このレビューはネタバレを含みます
月光の囁きとの二本立てで観た。
映画館にはお爺ちゃんお婆ちゃんが沢山いたので、月光の囁きで大丈夫かな?と思っていたが、こちらはなんとなく大人受けしそうな作品。作風が全然違う。
しかし描いているテーマはそんなに変わっていない気がする。月光では青少年のねじれてゆく感情がメインだったが、
こちらの作品は無垢な子供達の周りに平然と転がる死や狂気であり、その隣で遊ぶ子供たち、そして屈折せざるを得なくなる心、残忍さ。

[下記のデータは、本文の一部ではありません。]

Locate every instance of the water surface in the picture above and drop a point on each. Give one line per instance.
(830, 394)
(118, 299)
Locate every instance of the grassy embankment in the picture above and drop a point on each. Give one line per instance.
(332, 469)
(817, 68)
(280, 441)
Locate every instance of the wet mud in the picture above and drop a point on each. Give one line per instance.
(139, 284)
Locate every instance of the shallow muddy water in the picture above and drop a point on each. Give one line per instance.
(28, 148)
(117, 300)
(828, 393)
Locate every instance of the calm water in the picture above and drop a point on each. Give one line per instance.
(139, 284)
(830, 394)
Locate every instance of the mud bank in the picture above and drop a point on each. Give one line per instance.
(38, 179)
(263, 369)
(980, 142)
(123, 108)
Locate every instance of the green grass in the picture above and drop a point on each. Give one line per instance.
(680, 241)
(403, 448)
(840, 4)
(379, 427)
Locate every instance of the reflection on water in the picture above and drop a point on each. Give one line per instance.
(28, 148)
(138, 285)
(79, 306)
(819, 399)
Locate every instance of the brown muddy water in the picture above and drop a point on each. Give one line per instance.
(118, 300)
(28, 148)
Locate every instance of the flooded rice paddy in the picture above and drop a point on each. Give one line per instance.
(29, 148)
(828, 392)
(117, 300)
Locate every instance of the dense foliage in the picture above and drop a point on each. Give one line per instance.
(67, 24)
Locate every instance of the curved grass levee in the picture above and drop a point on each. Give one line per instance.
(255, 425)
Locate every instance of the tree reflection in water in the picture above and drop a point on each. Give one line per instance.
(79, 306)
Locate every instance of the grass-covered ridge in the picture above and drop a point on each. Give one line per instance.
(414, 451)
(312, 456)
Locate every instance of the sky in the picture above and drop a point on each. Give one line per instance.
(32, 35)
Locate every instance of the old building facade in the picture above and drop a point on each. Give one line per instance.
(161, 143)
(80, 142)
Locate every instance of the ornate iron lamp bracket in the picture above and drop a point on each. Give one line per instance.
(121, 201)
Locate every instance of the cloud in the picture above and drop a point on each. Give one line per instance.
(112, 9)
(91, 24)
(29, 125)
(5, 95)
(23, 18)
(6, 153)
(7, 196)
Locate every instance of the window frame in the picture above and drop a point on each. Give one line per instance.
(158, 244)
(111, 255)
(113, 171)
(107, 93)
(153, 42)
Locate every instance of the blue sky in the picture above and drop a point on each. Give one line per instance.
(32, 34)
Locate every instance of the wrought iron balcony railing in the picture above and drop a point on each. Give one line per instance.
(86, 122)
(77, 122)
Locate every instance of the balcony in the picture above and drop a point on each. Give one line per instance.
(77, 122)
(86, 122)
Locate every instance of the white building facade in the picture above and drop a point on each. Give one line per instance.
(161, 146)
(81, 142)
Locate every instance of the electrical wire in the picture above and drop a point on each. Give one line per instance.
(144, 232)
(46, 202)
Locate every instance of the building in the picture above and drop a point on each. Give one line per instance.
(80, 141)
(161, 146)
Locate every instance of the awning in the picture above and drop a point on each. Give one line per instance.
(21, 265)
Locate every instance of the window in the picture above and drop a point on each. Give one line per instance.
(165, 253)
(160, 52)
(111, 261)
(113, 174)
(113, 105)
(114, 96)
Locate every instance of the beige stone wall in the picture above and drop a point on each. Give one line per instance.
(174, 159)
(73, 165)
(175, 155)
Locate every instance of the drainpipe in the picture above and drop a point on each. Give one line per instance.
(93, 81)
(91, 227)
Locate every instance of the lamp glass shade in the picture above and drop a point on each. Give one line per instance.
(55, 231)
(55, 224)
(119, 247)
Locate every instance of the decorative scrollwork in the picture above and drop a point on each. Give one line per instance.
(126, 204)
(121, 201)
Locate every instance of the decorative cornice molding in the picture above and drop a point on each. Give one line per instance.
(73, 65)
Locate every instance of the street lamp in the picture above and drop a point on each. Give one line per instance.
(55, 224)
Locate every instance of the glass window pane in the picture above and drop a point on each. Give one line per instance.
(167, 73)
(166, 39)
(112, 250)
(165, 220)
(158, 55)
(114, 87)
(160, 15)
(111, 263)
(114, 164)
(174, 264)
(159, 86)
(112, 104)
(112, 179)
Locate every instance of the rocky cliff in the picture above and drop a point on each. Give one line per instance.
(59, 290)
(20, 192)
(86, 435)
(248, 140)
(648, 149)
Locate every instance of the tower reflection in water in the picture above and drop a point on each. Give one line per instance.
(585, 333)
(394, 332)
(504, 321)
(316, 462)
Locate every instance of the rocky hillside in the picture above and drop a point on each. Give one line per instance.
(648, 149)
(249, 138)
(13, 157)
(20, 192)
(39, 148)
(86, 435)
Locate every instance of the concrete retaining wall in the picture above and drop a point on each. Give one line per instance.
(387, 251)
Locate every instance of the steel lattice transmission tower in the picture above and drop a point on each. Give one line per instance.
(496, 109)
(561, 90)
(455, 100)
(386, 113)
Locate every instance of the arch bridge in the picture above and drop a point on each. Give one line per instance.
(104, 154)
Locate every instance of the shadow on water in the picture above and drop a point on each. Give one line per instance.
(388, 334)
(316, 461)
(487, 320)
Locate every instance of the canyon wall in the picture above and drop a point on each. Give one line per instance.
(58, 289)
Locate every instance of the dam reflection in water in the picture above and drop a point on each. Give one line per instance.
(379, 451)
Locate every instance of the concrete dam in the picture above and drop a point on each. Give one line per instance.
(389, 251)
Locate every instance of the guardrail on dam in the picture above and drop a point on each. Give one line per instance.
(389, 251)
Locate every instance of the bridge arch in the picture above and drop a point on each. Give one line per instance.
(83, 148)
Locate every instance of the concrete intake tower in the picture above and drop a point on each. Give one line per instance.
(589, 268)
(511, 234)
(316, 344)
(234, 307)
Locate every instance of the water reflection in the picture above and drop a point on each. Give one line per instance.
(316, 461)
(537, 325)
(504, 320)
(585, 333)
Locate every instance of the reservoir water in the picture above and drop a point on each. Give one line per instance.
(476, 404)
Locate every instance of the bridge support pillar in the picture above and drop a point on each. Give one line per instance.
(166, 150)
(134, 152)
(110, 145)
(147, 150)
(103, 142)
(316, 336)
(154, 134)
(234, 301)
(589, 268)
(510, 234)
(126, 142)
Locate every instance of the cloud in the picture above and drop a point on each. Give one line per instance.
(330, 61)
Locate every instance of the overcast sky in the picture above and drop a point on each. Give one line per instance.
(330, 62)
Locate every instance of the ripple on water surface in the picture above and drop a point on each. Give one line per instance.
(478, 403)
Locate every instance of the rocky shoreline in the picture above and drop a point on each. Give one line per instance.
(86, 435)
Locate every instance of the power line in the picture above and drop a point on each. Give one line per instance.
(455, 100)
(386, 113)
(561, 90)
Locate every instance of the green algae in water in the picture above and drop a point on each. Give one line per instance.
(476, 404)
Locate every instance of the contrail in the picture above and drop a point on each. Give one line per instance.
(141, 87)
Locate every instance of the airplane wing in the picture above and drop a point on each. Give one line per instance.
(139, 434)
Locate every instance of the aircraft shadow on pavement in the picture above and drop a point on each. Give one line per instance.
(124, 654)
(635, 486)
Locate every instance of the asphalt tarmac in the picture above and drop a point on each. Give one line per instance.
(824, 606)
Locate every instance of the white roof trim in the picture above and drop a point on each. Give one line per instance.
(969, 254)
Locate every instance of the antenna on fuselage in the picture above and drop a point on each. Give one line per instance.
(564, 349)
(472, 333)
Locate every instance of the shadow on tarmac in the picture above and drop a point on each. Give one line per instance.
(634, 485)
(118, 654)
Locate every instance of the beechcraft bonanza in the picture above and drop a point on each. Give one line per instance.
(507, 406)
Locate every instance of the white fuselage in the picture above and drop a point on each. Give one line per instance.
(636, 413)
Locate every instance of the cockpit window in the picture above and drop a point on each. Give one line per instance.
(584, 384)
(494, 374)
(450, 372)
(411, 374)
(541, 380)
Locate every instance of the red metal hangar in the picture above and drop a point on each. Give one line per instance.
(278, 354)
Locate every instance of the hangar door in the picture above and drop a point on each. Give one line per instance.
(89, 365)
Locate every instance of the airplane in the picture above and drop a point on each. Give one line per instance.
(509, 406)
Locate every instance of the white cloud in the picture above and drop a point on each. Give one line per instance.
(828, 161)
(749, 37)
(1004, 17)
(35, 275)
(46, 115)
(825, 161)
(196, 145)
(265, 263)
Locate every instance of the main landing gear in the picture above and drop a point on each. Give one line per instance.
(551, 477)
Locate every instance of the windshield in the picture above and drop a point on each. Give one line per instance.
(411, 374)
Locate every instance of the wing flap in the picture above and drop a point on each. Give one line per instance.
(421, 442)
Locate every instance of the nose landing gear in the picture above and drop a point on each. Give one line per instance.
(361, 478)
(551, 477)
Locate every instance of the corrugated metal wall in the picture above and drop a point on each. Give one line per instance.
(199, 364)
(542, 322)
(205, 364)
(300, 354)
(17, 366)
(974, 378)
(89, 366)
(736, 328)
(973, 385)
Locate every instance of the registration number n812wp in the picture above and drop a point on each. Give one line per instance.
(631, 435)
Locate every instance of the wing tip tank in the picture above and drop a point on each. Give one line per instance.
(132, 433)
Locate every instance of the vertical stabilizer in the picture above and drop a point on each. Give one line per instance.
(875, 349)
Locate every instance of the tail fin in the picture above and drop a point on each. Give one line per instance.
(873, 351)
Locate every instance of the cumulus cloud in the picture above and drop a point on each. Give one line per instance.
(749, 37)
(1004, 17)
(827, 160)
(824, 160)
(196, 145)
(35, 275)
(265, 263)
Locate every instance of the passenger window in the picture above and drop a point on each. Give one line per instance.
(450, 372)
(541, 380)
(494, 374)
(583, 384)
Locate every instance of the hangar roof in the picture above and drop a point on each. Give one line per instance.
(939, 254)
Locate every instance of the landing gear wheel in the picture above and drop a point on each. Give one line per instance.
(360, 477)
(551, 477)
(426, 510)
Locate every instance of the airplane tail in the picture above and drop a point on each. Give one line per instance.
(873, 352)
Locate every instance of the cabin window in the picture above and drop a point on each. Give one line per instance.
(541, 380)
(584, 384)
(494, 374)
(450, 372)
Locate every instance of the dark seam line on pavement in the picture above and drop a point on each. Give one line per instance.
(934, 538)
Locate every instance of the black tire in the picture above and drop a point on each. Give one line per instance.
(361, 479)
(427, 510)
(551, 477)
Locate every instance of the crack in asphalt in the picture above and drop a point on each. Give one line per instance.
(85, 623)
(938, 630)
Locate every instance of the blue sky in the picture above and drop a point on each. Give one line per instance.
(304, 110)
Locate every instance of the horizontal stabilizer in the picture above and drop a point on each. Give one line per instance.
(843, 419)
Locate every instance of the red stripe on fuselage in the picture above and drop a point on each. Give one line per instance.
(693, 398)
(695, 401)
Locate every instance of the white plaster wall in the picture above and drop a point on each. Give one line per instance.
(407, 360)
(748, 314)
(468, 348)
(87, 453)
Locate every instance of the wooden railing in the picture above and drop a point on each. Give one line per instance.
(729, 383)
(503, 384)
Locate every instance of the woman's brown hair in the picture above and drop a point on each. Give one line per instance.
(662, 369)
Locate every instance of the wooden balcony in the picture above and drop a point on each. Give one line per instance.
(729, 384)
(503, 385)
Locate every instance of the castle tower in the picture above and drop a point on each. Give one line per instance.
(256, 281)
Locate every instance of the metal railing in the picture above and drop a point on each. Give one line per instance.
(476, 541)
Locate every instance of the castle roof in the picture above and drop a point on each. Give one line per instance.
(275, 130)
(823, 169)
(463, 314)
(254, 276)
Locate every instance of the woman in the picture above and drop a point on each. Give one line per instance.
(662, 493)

とにかく主人公の少年の演技がとても良かった。子供たち全員良かった。
自分が子供の頃、団地に住む友達の家に遊びに行った時に感じた言葉にできない違和感だとか、小学生の頃を思い出した。
鬱病になる子とか、貧しい家庭の子とか、ぼんぼんの坊っちゃまとか、垢まみれの男の子とか、いろんな子が一緒くたになって公園で遊んでいた。
みんな何も気にしていなかったし、無遠慮だったし、単純で、でも何か感じていたことは今でもなんとなく覚えている。
住む場所や、出掛ける場所、会う人を選べる大人になった今よりも、よっぽど子供時代の方が、社会の現実みたいなものを突きつけられていたし、身近にあった。
そういう当時の感情が戻ってくる作品。